Obsidian is still the best choice if you’re building a complex knowledge structure with backlinks, dataview queries, and canvas boards. The combination of local storage and infinite customizability through plugins is found nowhere else. Developers and researchers who want to script and automate their notes can’t go anywhere else.
For those who truly enjoy building a personal knowledge system, Obsidian remains unbeatable. If you enjoy tweaking templates, experimenting with community plugins, and creating your own workflow, then the learning curve is not an obstacle but a feature. The community is massive and there is literally a plugin for everything.
When is an alternative better?
The cost of Obsidian Sync is hard to justify. For 8 dollars per month you sync simple markdown files between your devices, while Notion and other tools do that for free. You can of course set up your own sync via Dropbox or iCloud, but then you’re tweaking again instead of working.
The mobile experience is the weak point. With more than a handful of plugins the app starts up slowly, and on your phone you just want to quickly make a note. Plugin fatigue is real: you install a plugin, it conflicts with another one, you have to adjust settings, and before you know it you’re spending more time maintaining your note-taking system than actually making notes.

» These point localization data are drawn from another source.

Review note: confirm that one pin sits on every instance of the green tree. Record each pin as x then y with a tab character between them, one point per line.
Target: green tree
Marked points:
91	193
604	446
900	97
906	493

For teams, Obsidian just isn’t built. There’s no real-time collaboration, no comments, no permissions. You can create a shared vault via Sync, but that’s not the same as real team collaboration like you have in Notion or Capacities.
The conclusion
For most people, Capacities is the best Obsidian replacement. You get similar linking features, but with native sync, faster mobile app and less hassle. Looking for something simpler without the overhead? Notion just works everywhere and the free version is more than enough for personal use. Privacy important and want to keep local storage? Logseq gives you outliner-based notes with the same markdown files, but open source.
The choice depends on what your priority is. Want to collaborate with a team? Notion. Want the power of Obsidian without the hassle? Capacities. Want free and open source? Logseq. Obsidian remains the king for power users who value control over convenience.